When two armed groups launched coordinated attacks across Mali on April 25, including a stunning assault on the capital, Bamako, Saheed Babajide Owonikoko thought of Nigeria.
A researcher with the Centre for Peace and Security Studies at Modibbo Adama University in eastern Nigeria’s Adamawa State, Owonikoko said Mali and Nigeria have much in common:
multiple extremist insurgent groups, porous borders and minimal government presence in rural areas that renders both countries vulnerable to attacks.
“As a scholar who has followed the unfolding events in the Sahel, I draw lessons for Nigeria from the April attacks in Mali,” he wrote in a May 24 article for The Conversation. “Those lessons include the possibility of alignment among armed groups, the danger of the jihadists advancing to other Sahelian countries, the audacity of the groups, and the possibility that gains of JNIM [Jama’at Nusrat al-Islam wal-Muslimin] in Mali could incite rival groups in Nigeria.”
JNIM has evolved in recent years from a rural terrorist group into an insurgent force capable of waging complex urban and economic warfare. Its primary objective is to topple Mali’s military government. Among its broader goals is to expand south to West Africa’s commerce-rich Gulf of Guinea coastal states.
In October 2025, JNIM claimed its first attack in Nigeria, killing a Soldier in the remote village of Nuku, Kwara State, about 10 kilometers from the border with Benin. Experts noted with alarm that the group’s expansion beyond its strongholds in the Sahel to threaten Nigeria could signal a new chapter in regional terrorism.
The most important lesson to take from JNIM’s April attacks in Mali is that the group continues to evolve, independent security analyst Daniele Garofalo said.
“The organization is progressively evolving into a hybrid armed actor capable of integrating guerrilla warfare, coordinated large-scale assaults, tactical cooperation with other armed groups, drone-enabled operations, strategic communication and psychological influence into a coherent military campaign,” he told ADF in an email.
“Equally important is the fact that JNIM increasingly operates simultaneously across multiple domains. … This represents a significant evolution in the nature of the threat.”
With JNIM pushing to overthrow Mali’s military government, Owonikoko worries that state collapse would turn Mali into a safe haven and training ground for terrorists that threaten the wider region.
“If Mali falls, Burkina Faso and Niger will be threatened,” he wrote. “The threat to Niger is a significant problem because it is a buffer zone for Nigeria.”
If armed groups in Nigeria join forces, as JNIM did with the Azawad Liberation Front in their latest Mali offensive, Owonikoko said such alliances could prove exceedingly difficult for Nigeria’s security forces to contain.
“There is evidence of an unfolding alliance between terrorists in the northeast and bandits in the north-central and northwest areas of Nigeria,” he wrote. “Such alliances have often been in terms of tactical cooperation as well as exchange of members and arms.”

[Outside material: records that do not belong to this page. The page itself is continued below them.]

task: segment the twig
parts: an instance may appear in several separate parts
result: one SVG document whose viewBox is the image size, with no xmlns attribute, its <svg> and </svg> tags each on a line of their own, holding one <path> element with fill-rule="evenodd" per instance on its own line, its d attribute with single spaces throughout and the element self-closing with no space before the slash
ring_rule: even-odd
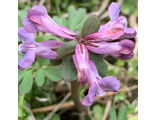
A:
<svg viewBox="0 0 156 120">
<path fill-rule="evenodd" d="M 49 120 L 53 114 L 60 108 L 60 106 L 71 96 L 71 92 L 69 92 L 63 100 L 54 108 L 53 111 L 51 111 L 43 120 Z"/>
<path fill-rule="evenodd" d="M 134 85 L 134 86 L 128 87 L 128 90 L 127 90 L 127 88 L 126 89 L 125 88 L 122 88 L 122 89 L 119 89 L 118 92 L 107 92 L 103 96 L 103 98 L 108 97 L 108 96 L 112 96 L 112 95 L 117 94 L 117 93 L 120 93 L 120 92 L 128 92 L 129 90 L 130 91 L 133 91 L 133 90 L 136 90 L 137 88 L 138 88 L 138 85 Z M 95 100 L 100 99 L 100 98 L 101 97 L 96 96 L 95 97 Z M 82 100 L 80 100 L 80 101 L 82 101 Z M 45 106 L 45 107 L 40 107 L 40 108 L 34 108 L 34 109 L 31 109 L 31 111 L 32 111 L 32 113 L 47 112 L 47 111 L 53 110 L 57 105 L 58 104 L 56 104 L 56 105 L 50 105 L 50 106 Z M 63 103 L 59 107 L 59 109 L 64 109 L 66 107 L 69 108 L 69 107 L 73 107 L 73 106 L 74 106 L 74 102 L 73 101 L 69 101 L 69 102 Z"/>
<path fill-rule="evenodd" d="M 109 114 L 109 110 L 110 110 L 110 106 L 112 104 L 112 96 L 110 96 L 107 104 L 106 104 L 106 109 L 105 109 L 105 112 L 104 112 L 104 115 L 103 115 L 103 119 L 102 120 L 106 120 L 108 114 Z"/>
</svg>

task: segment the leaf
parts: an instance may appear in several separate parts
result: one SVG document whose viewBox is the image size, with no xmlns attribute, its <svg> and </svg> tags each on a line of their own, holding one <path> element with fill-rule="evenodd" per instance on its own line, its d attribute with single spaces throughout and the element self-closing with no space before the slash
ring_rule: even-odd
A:
<svg viewBox="0 0 156 120">
<path fill-rule="evenodd" d="M 31 71 L 28 71 L 19 85 L 19 88 L 18 88 L 19 92 L 21 94 L 27 93 L 31 89 L 32 84 L 33 84 L 32 73 Z"/>
<path fill-rule="evenodd" d="M 44 66 L 44 65 L 47 65 L 47 64 L 50 63 L 50 62 L 49 62 L 49 59 L 41 58 L 41 57 L 39 57 L 38 62 L 39 62 L 39 64 L 40 64 L 40 66 Z"/>
<path fill-rule="evenodd" d="M 62 77 L 66 81 L 73 81 L 77 79 L 77 70 L 73 62 L 72 56 L 68 56 L 62 61 Z"/>
<path fill-rule="evenodd" d="M 60 65 L 62 63 L 62 59 L 61 60 L 52 60 L 52 59 L 49 59 L 50 63 L 52 65 Z"/>
<path fill-rule="evenodd" d="M 18 70 L 18 83 L 24 78 L 27 71 L 20 71 Z"/>
<path fill-rule="evenodd" d="M 106 77 L 107 73 L 108 73 L 108 68 L 107 68 L 106 63 L 104 61 L 101 61 L 101 62 L 94 61 L 94 62 L 95 62 L 95 65 L 96 65 L 99 75 L 102 78 Z"/>
<path fill-rule="evenodd" d="M 84 38 L 89 34 L 98 32 L 100 24 L 101 22 L 97 15 L 90 15 L 82 27 L 81 37 Z"/>
<path fill-rule="evenodd" d="M 61 18 L 61 22 L 62 22 L 62 26 L 68 27 L 68 23 L 67 23 L 67 19 L 66 18 L 62 17 Z"/>
<path fill-rule="evenodd" d="M 132 117 L 129 117 L 127 120 L 138 120 L 138 117 L 137 116 L 132 116 Z"/>
<path fill-rule="evenodd" d="M 122 105 L 119 108 L 118 120 L 126 120 L 126 117 L 127 117 L 127 107 L 125 105 Z"/>
<path fill-rule="evenodd" d="M 42 86 L 44 84 L 44 72 L 42 68 L 37 69 L 35 73 L 35 81 L 38 86 Z"/>
<path fill-rule="evenodd" d="M 61 19 L 60 19 L 58 16 L 53 16 L 53 20 L 54 20 L 57 24 L 62 25 Z"/>
<path fill-rule="evenodd" d="M 133 114 L 134 111 L 135 111 L 135 108 L 136 108 L 136 106 L 134 104 L 128 105 L 128 107 L 127 107 L 127 113 L 128 114 Z"/>
<path fill-rule="evenodd" d="M 111 120 L 116 120 L 116 110 L 114 107 L 111 107 L 110 109 L 110 117 L 111 117 Z"/>
<path fill-rule="evenodd" d="M 52 38 L 52 36 L 49 36 L 49 35 L 37 36 L 35 41 L 41 42 L 41 41 L 45 41 L 45 40 L 50 40 L 51 38 Z"/>
<path fill-rule="evenodd" d="M 120 92 L 120 93 L 117 93 L 115 94 L 114 96 L 114 101 L 117 102 L 119 100 L 124 100 L 125 99 L 125 92 Z"/>
<path fill-rule="evenodd" d="M 57 56 L 56 59 L 63 59 L 69 55 L 74 55 L 75 54 L 75 47 L 77 45 L 78 41 L 77 40 L 72 40 L 70 42 L 65 43 L 62 45 L 58 50 L 57 50 Z"/>
<path fill-rule="evenodd" d="M 86 14 L 86 9 L 84 8 L 79 8 L 77 10 L 76 16 L 74 17 L 74 19 L 72 20 L 70 24 L 70 28 L 71 30 L 76 30 L 75 26 L 79 23 L 79 21 L 82 19 L 82 17 Z"/>
<path fill-rule="evenodd" d="M 121 13 L 130 15 L 136 8 L 136 0 L 125 0 L 121 5 Z"/>
<path fill-rule="evenodd" d="M 45 75 L 52 81 L 59 81 L 62 79 L 61 71 L 57 67 L 48 66 L 43 70 Z"/>
<path fill-rule="evenodd" d="M 96 53 L 89 51 L 89 58 L 93 60 L 94 62 L 103 61 L 103 54 L 96 54 Z"/>
<path fill-rule="evenodd" d="M 78 25 L 76 25 L 75 30 L 81 28 L 84 25 L 85 21 L 88 19 L 88 17 L 89 16 L 85 17 Z"/>
</svg>

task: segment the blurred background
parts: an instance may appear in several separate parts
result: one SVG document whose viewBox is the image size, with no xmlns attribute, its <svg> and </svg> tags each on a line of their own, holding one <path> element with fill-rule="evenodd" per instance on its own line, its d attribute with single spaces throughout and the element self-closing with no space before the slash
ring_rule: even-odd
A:
<svg viewBox="0 0 156 120">
<path fill-rule="evenodd" d="M 18 0 L 18 28 L 23 27 L 27 9 L 39 4 L 46 7 L 53 20 L 71 30 L 80 29 L 90 14 L 97 14 L 101 24 L 105 24 L 110 20 L 108 7 L 111 2 L 121 6 L 120 15 L 124 15 L 127 26 L 138 33 L 137 0 Z M 74 15 L 72 19 L 71 14 Z M 63 38 L 35 33 L 35 41 L 44 40 L 63 41 Z M 36 57 L 29 68 L 18 70 L 18 120 L 138 120 L 138 34 L 131 40 L 136 44 L 132 59 L 121 60 L 104 55 L 108 76 L 116 76 L 120 80 L 120 89 L 117 93 L 107 92 L 101 98 L 96 96 L 94 104 L 86 107 L 85 115 L 79 114 L 74 107 L 70 83 L 63 80 L 61 65 Z M 20 43 L 18 38 L 18 45 Z M 18 60 L 22 57 L 18 53 Z M 40 74 L 39 69 L 44 72 Z M 78 92 L 82 100 L 88 93 L 88 85 L 79 87 Z"/>
</svg>

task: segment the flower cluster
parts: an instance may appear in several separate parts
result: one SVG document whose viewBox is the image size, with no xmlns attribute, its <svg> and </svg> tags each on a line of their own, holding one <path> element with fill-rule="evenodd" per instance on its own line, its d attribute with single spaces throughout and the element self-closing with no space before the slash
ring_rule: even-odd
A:
<svg viewBox="0 0 156 120">
<path fill-rule="evenodd" d="M 57 49 L 64 43 L 55 40 L 35 42 L 34 33 L 37 31 L 52 33 L 60 37 L 75 40 L 76 33 L 68 28 L 58 25 L 47 14 L 47 10 L 42 5 L 35 5 L 27 10 L 28 15 L 23 19 L 23 26 L 18 29 L 18 36 L 22 43 L 18 50 L 24 57 L 18 62 L 18 69 L 28 68 L 35 57 L 56 59 Z M 89 86 L 88 95 L 83 99 L 82 104 L 90 106 L 94 102 L 95 95 L 103 96 L 106 91 L 116 92 L 120 88 L 120 81 L 114 76 L 102 78 L 96 68 L 94 61 L 89 58 L 89 51 L 97 54 L 107 54 L 126 60 L 133 57 L 134 42 L 129 39 L 120 42 L 113 40 L 134 38 L 136 31 L 126 27 L 127 20 L 124 16 L 118 16 L 120 6 L 112 2 L 108 9 L 110 21 L 101 25 L 98 32 L 79 38 L 75 47 L 73 61 L 77 69 L 77 78 L 80 86 L 87 83 Z M 63 51 L 65 52 L 65 51 Z"/>
</svg>

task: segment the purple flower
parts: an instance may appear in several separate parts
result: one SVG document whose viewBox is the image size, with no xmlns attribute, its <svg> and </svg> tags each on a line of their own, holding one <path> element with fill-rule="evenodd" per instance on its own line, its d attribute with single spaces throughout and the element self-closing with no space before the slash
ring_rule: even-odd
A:
<svg viewBox="0 0 156 120">
<path fill-rule="evenodd" d="M 84 39 L 90 42 L 100 42 L 100 41 L 112 41 L 119 39 L 124 35 L 124 26 L 122 24 L 115 24 L 111 28 L 101 30 L 96 33 L 87 35 Z"/>
<path fill-rule="evenodd" d="M 48 15 L 46 8 L 43 5 L 34 5 L 27 10 L 28 15 L 23 19 L 23 26 L 28 32 L 47 32 L 64 38 L 75 39 L 71 35 L 76 35 L 75 32 L 68 28 L 58 25 Z"/>
<path fill-rule="evenodd" d="M 64 44 L 55 40 L 35 42 L 34 33 L 29 33 L 24 27 L 18 29 L 18 37 L 22 41 L 18 50 L 21 54 L 24 54 L 24 57 L 18 62 L 18 69 L 20 70 L 28 68 L 35 61 L 35 57 L 55 59 L 57 48 Z"/>
<path fill-rule="evenodd" d="M 75 58 L 77 63 L 77 78 L 80 81 L 80 86 L 88 81 L 89 68 L 89 53 L 86 46 L 82 43 L 76 45 Z"/>
<path fill-rule="evenodd" d="M 86 47 L 94 53 L 112 55 L 122 60 L 127 60 L 133 57 L 135 44 L 131 40 L 124 39 L 114 43 L 98 42 L 86 44 Z"/>
<path fill-rule="evenodd" d="M 103 31 L 107 28 L 111 28 L 113 27 L 115 24 L 122 24 L 124 26 L 124 36 L 127 38 L 134 38 L 136 36 L 136 31 L 132 28 L 128 28 L 126 27 L 127 25 L 127 20 L 124 16 L 119 16 L 120 13 L 120 6 L 115 3 L 112 2 L 111 5 L 108 8 L 108 13 L 110 16 L 110 21 L 107 22 L 104 25 L 100 26 L 99 32 Z"/>
<path fill-rule="evenodd" d="M 76 55 L 73 55 L 73 61 L 77 68 Z M 102 97 L 105 95 L 106 91 L 117 92 L 120 88 L 120 81 L 114 76 L 107 76 L 102 78 L 96 68 L 95 63 L 89 60 L 89 79 L 87 81 L 89 86 L 88 95 L 82 100 L 82 104 L 85 106 L 90 106 L 94 103 L 95 95 Z"/>
</svg>

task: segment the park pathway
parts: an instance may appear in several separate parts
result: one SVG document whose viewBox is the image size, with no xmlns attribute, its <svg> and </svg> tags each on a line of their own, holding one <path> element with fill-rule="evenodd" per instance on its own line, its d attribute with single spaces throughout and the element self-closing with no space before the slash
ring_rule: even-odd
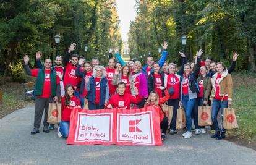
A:
<svg viewBox="0 0 256 165">
<path fill-rule="evenodd" d="M 168 135 L 163 146 L 67 145 L 57 130 L 30 135 L 34 105 L 0 119 L 0 164 L 256 164 L 256 151 L 210 134 Z"/>
</svg>

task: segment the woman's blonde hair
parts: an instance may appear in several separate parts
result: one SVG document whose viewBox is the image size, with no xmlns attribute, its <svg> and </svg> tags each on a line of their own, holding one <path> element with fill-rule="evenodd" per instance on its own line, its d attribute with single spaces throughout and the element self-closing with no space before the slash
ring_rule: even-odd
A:
<svg viewBox="0 0 256 165">
<path fill-rule="evenodd" d="M 101 69 L 101 70 L 102 70 L 101 78 L 102 77 L 106 77 L 106 69 L 102 66 L 96 66 L 96 67 L 94 67 L 93 72 L 93 74 L 92 74 L 92 76 L 93 76 L 94 77 L 96 77 L 96 71 L 98 69 Z"/>
<path fill-rule="evenodd" d="M 155 90 L 150 92 L 150 95 L 148 95 L 148 99 L 146 101 L 146 103 L 145 103 L 146 104 L 150 104 L 151 103 L 152 103 L 150 100 L 150 97 L 151 97 L 151 95 L 152 95 L 152 94 L 153 93 L 156 95 L 156 101 L 155 101 L 155 105 L 158 104 L 159 95 L 158 95 L 158 93 L 157 93 L 157 92 Z"/>
</svg>

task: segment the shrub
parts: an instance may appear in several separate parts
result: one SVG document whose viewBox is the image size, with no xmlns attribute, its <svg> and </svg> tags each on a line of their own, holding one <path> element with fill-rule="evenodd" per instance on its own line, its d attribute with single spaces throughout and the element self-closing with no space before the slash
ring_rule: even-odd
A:
<svg viewBox="0 0 256 165">
<path fill-rule="evenodd" d="M 15 66 L 12 66 L 10 64 L 9 66 L 11 69 L 11 76 L 14 82 L 22 83 L 26 82 L 25 70 L 21 61 L 19 61 Z"/>
</svg>

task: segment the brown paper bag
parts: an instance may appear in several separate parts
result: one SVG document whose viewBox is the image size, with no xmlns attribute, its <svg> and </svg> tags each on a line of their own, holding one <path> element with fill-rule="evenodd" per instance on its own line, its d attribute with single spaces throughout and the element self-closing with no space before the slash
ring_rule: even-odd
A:
<svg viewBox="0 0 256 165">
<path fill-rule="evenodd" d="M 224 108 L 223 127 L 226 129 L 238 128 L 237 121 L 236 120 L 235 110 L 234 108 Z"/>
<path fill-rule="evenodd" d="M 182 108 L 177 111 L 176 129 L 182 129 L 186 126 L 186 114 Z"/>
<path fill-rule="evenodd" d="M 211 121 L 211 106 L 198 107 L 198 125 L 199 126 L 213 125 Z"/>
<path fill-rule="evenodd" d="M 89 103 L 88 103 L 88 99 L 85 97 L 85 103 L 83 104 L 83 109 L 89 109 Z"/>
<path fill-rule="evenodd" d="M 169 125 L 171 122 L 171 119 L 173 118 L 173 106 L 168 106 L 168 123 Z"/>
<path fill-rule="evenodd" d="M 49 124 L 59 124 L 61 121 L 61 104 L 58 102 L 49 104 L 47 122 Z"/>
</svg>

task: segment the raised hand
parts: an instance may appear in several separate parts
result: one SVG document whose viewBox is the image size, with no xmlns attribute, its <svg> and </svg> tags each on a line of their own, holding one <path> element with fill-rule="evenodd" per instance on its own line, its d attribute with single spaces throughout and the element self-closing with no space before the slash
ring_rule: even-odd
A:
<svg viewBox="0 0 256 165">
<path fill-rule="evenodd" d="M 40 59 L 40 57 L 41 57 L 41 52 L 40 51 L 37 51 L 36 52 L 36 59 Z"/>
<path fill-rule="evenodd" d="M 117 49 L 117 48 L 116 48 L 116 49 L 114 49 L 114 53 L 118 53 L 118 49 Z"/>
<path fill-rule="evenodd" d="M 197 51 L 197 56 L 198 57 L 201 57 L 202 54 L 203 54 L 203 51 L 200 49 L 198 51 Z"/>
<path fill-rule="evenodd" d="M 162 45 L 163 49 L 164 50 L 166 50 L 167 49 L 167 47 L 168 46 L 168 43 L 166 41 L 164 42 L 164 44 Z"/>
<path fill-rule="evenodd" d="M 182 52 L 179 51 L 179 54 L 181 54 L 181 57 L 186 57 L 185 54 Z"/>
<path fill-rule="evenodd" d="M 28 55 L 25 55 L 23 59 L 24 59 L 25 64 L 28 64 L 29 56 Z"/>
<path fill-rule="evenodd" d="M 233 53 L 233 57 L 232 59 L 232 60 L 234 62 L 237 59 L 238 56 L 239 56 L 238 54 L 238 53 L 236 51 L 234 51 Z"/>
<path fill-rule="evenodd" d="M 82 64 L 84 64 L 85 62 L 85 60 L 84 59 L 79 59 L 79 64 L 82 65 Z"/>
<path fill-rule="evenodd" d="M 71 53 L 72 51 L 75 50 L 75 46 L 77 46 L 77 44 L 75 43 L 71 43 L 70 46 L 69 46 L 69 52 Z"/>
<path fill-rule="evenodd" d="M 89 83 L 89 77 L 88 77 L 88 76 L 85 76 L 85 83 Z"/>
</svg>

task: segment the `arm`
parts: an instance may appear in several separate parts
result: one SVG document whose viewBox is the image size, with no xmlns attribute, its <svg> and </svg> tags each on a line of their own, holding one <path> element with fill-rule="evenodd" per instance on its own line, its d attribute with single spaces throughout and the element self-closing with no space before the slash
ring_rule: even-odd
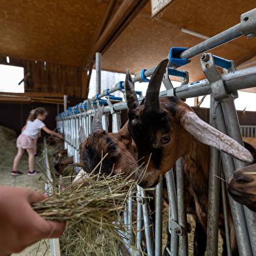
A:
<svg viewBox="0 0 256 256">
<path fill-rule="evenodd" d="M 27 127 L 27 120 L 25 121 L 25 125 L 22 129 L 22 133 L 25 130 L 25 127 Z"/>
<path fill-rule="evenodd" d="M 65 223 L 46 221 L 31 206 L 47 197 L 26 187 L 0 185 L 0 256 L 20 252 L 43 238 L 61 236 Z"/>
<path fill-rule="evenodd" d="M 50 129 L 48 129 L 46 126 L 44 126 L 43 127 L 42 127 L 42 129 L 44 131 L 46 131 L 47 133 L 49 133 L 49 135 L 56 135 L 56 136 L 57 136 L 58 137 L 62 138 L 62 135 L 59 135 L 59 133 L 57 133 L 55 131 L 53 131 L 50 130 Z"/>
</svg>

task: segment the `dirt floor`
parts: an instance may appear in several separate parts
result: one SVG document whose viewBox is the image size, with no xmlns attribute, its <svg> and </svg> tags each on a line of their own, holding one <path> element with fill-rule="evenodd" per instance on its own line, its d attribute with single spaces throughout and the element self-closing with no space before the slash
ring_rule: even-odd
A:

Armed groups thrive in borderlands and remote areas where government and military presence is sparse. They prey upon local grievances and typically position themselves as an alternate system of authority.
“There is a localisation of jihad in the central Sahel,” Jean-Herve Jezequel, project director at the Crisis Group think tank, told Agence France-Presse for a June 24 article. “There is a serious governance crisis … states have often neglected rural areas and failed to address conflicts over land and resources.”
Experts have urged governments to employ a combination of military and nonmilitary approaches to combat the spread of armed groups. Many say that addressing economic issues would strengthen rural areas that are vulnerable to extremist groups.
Others insist that Nigeria and other coastal countries should take leadership roles in a region that desperately needs more security collaboration. In Nigeria, Owonikoko believes that security forces should take the offensive.
“Nigeria also needs to rejig its counter-terrorism to be more responsive,” he wrote. “Rather than its current defensive posture, which gives jihadists the opportunity to plan, Nigeria ought to adopt sophisticated and strategic offensive counter-terrorism that takes the war to the jihadists.”